Mr Albanese was asked by Sky News host Peter Stefanovic on Wednesday whether he risked raising the ire of his US counterpart with the funding.
‘I find it extraordinary that you refer to another nation about what people want,’ the Prime Minister replied.
‘What we want… is an Australian defence policy consistent with the Defence Strategic Review that we’ve put forward and the additional investment that we have put forward from the one that we inherited.’
Stefanovic then asked whether the Prime Minister was hopeful about Trump’s suggestion on Tuesday that he might walk back some tariff threats.
‘We’re continuing to negotiate in good faith with the US Administration, make representations,’ Mr Albanese said
‘That’s what responsible governments do.

US President Donald Trump (pictured) refused to offer Australia an exemption to his hefty 25 per cent steel and aluminium tariffs
Mr Albanese congratulated Trump on the phone after his November election win and spoke to him again in February – to argue Australia’s case to be exempt from trade tariffs, which Trump said he would give ‘great consideration’.
But it was revealed on March 12, Mr Albanese repeatedly tried to phone Trump directly ahead of the tariff announcement but the President did not answer his calls.
It’s understood Mr Albanese isn’t closer to securing another phone call with Trump.
The Trump administration is expected to announce its next round of sector-specific tariffs next week however the President has hinted that he ‘may give a lot of countries breaks’
Mr Albanese vowed to continue to ‘strongly’ engage with the US ‘through officials and through the representations’.
‘The important fact is what I’m looking for is an outcome, and what happens between leaders is that when things are sorted out by officials, then leaders have discussions,’ he told the ABC.
In the last week, President Trump has threatened tariffs on Australian wine as well as faced pressure from ‘Big Pharma’ over Australia’s Pharmaceutical Benefits Scheme.

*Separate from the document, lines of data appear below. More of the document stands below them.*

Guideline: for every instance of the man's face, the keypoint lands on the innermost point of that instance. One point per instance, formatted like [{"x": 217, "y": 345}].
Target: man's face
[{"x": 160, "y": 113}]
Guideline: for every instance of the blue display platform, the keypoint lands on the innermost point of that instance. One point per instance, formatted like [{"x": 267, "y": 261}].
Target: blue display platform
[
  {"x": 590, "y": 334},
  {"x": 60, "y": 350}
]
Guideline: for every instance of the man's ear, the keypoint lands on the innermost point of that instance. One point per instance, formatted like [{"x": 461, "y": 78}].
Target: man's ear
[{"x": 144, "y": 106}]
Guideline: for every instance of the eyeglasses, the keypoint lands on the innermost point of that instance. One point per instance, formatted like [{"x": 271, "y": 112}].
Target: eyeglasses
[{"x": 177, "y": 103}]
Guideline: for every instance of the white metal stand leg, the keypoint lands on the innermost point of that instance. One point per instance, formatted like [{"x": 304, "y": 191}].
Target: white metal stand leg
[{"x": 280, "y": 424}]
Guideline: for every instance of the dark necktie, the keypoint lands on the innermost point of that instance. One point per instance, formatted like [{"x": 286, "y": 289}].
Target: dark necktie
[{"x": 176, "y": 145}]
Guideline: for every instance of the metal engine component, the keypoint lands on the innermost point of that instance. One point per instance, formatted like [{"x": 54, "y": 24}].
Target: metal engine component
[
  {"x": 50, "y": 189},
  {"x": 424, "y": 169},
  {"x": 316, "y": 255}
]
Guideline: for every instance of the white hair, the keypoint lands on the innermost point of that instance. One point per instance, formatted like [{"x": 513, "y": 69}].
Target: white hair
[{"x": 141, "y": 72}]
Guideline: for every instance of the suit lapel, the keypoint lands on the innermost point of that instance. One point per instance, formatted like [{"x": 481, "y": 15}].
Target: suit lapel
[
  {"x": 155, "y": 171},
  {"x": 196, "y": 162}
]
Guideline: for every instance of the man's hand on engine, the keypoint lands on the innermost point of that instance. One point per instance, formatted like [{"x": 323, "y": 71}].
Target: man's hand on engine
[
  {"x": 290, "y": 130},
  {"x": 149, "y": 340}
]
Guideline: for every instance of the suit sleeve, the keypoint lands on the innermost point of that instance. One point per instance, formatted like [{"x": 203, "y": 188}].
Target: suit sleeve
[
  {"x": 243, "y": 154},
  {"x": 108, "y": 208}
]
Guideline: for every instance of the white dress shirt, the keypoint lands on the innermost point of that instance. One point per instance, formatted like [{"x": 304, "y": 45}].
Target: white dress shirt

Regarding the latter, American drug companies wrote to Trump’s trade boss, complaining that Australia’s PBS was ‘an egregious and discriminatory program which cuts prices and blocks American exporters’.

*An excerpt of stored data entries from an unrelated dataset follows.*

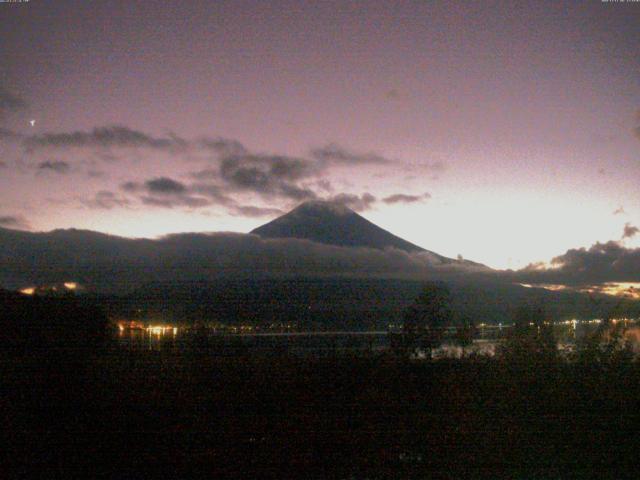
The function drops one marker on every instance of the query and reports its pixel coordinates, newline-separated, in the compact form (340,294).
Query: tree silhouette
(425,320)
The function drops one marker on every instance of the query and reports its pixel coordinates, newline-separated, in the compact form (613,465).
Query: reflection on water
(158,337)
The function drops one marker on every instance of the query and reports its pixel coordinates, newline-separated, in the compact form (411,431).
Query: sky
(504,132)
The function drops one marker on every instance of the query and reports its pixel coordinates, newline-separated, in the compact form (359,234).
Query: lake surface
(329,343)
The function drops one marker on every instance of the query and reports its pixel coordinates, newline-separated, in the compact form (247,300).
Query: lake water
(319,344)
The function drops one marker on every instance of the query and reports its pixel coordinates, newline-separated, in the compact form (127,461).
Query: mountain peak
(333,223)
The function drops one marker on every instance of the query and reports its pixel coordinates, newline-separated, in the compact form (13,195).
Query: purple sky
(501,131)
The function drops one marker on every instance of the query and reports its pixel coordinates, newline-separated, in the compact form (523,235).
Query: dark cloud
(176,201)
(10,102)
(14,221)
(601,263)
(252,211)
(166,193)
(355,202)
(108,263)
(111,136)
(57,166)
(165,186)
(267,175)
(630,231)
(106,200)
(334,153)
(403,198)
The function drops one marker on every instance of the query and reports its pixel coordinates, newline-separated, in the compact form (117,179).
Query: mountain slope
(334,224)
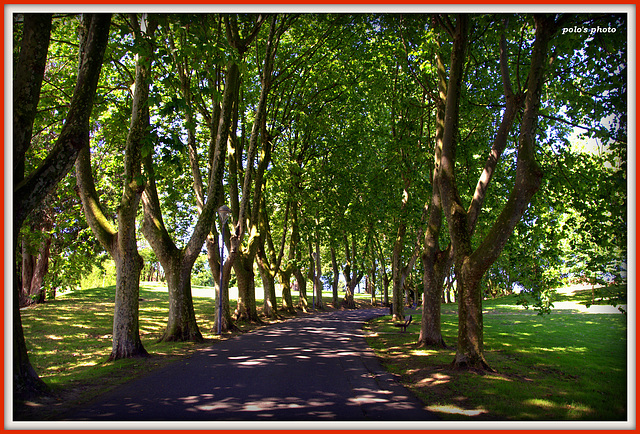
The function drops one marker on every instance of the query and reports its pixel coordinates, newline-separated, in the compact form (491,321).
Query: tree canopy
(346,145)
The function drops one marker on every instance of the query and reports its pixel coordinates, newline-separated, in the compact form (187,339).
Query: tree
(471,264)
(178,262)
(121,243)
(30,191)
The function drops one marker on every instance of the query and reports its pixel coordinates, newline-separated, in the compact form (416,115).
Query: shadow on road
(310,368)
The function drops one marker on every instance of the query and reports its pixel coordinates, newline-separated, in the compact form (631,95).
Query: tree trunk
(435,261)
(270,303)
(40,264)
(470,348)
(317,282)
(287,299)
(213,255)
(181,324)
(471,265)
(246,309)
(30,192)
(433,280)
(126,327)
(303,303)
(336,277)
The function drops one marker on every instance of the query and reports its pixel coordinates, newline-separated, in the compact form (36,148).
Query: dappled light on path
(308,368)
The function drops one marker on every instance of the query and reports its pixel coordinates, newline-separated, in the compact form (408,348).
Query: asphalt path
(310,368)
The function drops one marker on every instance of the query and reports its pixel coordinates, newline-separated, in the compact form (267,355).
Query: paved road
(310,368)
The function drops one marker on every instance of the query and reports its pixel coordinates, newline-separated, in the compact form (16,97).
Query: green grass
(69,341)
(564,366)
(569,367)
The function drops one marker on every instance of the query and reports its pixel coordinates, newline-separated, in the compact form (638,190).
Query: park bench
(403,325)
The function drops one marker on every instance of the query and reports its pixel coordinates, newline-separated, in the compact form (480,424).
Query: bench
(403,325)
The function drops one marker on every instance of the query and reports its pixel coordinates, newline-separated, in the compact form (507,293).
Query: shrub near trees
(346,145)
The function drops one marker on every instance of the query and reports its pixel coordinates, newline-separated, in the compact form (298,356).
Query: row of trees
(345,144)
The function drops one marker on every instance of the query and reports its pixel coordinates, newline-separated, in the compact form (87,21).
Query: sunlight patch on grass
(453,409)
(435,380)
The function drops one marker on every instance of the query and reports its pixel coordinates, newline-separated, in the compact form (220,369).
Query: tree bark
(435,261)
(122,244)
(29,192)
(336,277)
(470,265)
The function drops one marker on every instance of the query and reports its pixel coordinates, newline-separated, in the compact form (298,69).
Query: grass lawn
(69,341)
(563,366)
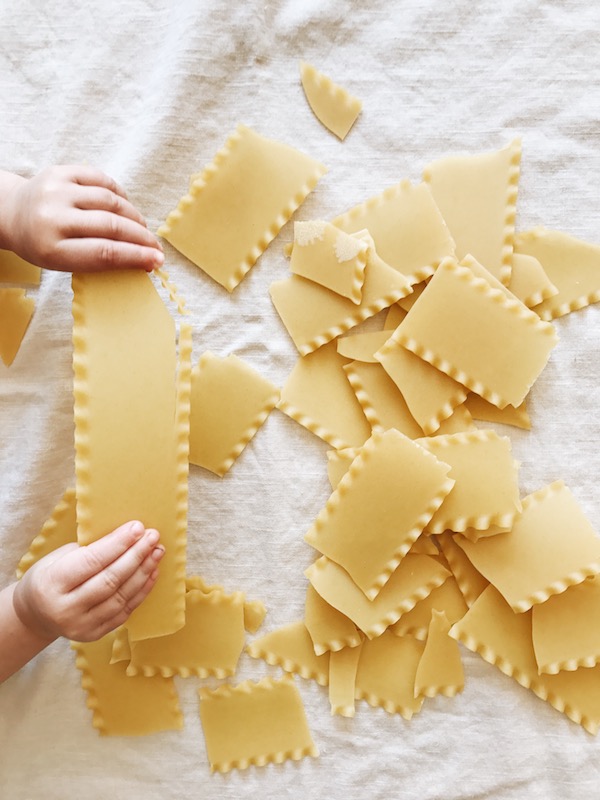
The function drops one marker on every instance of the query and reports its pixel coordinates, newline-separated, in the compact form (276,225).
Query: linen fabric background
(148,91)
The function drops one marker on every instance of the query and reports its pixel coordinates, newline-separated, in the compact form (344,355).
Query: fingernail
(137,529)
(153,536)
(158,552)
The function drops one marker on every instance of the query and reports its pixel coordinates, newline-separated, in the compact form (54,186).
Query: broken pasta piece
(440,669)
(224,224)
(229,403)
(332,105)
(477,197)
(254,723)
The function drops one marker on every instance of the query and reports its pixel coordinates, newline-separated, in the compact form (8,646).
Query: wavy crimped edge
(515,307)
(563,309)
(351,321)
(80,411)
(214,597)
(512,188)
(48,528)
(93,702)
(431,425)
(362,396)
(376,701)
(247,435)
(411,536)
(172,291)
(254,650)
(335,645)
(202,180)
(462,579)
(481,522)
(307,422)
(334,90)
(247,687)
(505,666)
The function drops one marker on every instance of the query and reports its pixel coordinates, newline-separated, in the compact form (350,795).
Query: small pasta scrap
(332,105)
(267,717)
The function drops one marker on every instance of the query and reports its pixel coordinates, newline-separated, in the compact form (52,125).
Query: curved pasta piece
(59,529)
(268,720)
(16,310)
(332,105)
(477,196)
(223,224)
(372,519)
(572,265)
(230,401)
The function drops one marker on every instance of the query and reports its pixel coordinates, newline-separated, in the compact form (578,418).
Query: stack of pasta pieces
(425,540)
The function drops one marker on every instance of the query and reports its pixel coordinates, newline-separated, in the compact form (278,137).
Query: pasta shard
(380,399)
(486,489)
(477,197)
(470,581)
(329,257)
(318,396)
(239,203)
(372,518)
(440,669)
(59,529)
(124,337)
(124,706)
(430,395)
(493,345)
(291,648)
(413,580)
(512,563)
(572,265)
(407,228)
(509,415)
(16,310)
(529,281)
(447,598)
(329,629)
(210,642)
(564,638)
(230,401)
(331,315)
(343,666)
(386,674)
(504,638)
(332,105)
(254,723)
(14,269)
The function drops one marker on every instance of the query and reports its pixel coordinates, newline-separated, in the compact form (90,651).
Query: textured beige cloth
(148,91)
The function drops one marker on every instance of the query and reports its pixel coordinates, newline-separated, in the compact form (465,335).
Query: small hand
(82,593)
(77,219)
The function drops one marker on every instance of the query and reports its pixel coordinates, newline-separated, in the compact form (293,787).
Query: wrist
(9,185)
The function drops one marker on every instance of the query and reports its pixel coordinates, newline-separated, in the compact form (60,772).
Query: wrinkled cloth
(148,91)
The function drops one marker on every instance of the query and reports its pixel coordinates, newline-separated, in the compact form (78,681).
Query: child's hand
(77,219)
(82,593)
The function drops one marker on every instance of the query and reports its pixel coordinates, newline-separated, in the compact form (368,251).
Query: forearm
(8,183)
(18,644)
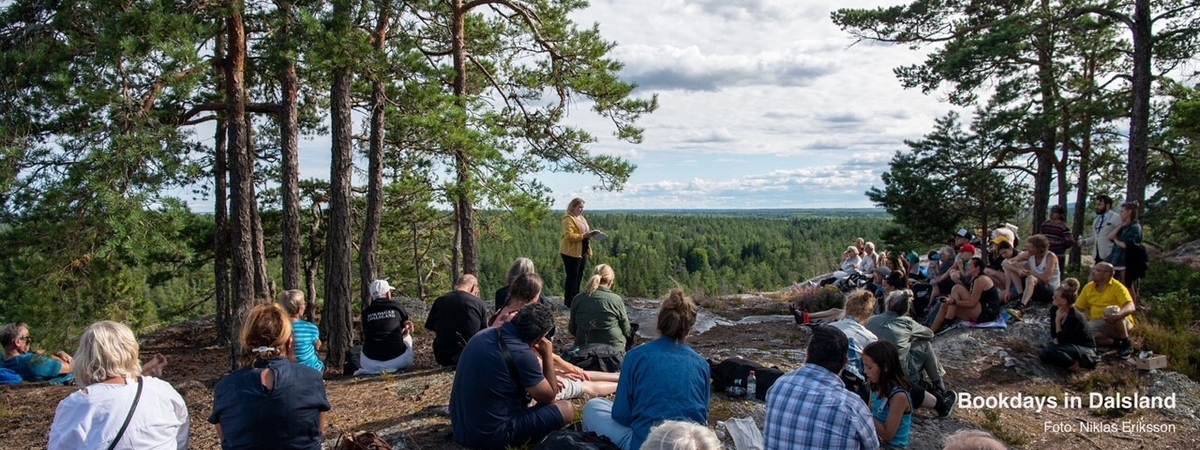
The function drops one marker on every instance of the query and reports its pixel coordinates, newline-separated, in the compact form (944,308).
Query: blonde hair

Prescription medicines could be the latest to impacted by US trade tariffs (stock image)
But, on Wednesday, the head of one of America’s largest medicine companies said he did not back economic constraints on Australian pharmaceuticals.
‘We do not support tariffs on medications anywhere, and we certainly wouldn’t be excited to see a policy like that,’ Eli Lilly chief executive David Ricks told ABC’s 7.30 program.
New US tariffs on Australian agricultural exports are set to come into effect on April 1, alongside new import taxes on Australian pharmaceutical exports unless an exemption is secured.
Unlike 2018, the Trump Administration has overlooked how the US has had a trade surplus with Australia dating back to 1952, where Australia bought more goods and services from the United States than it bought from us.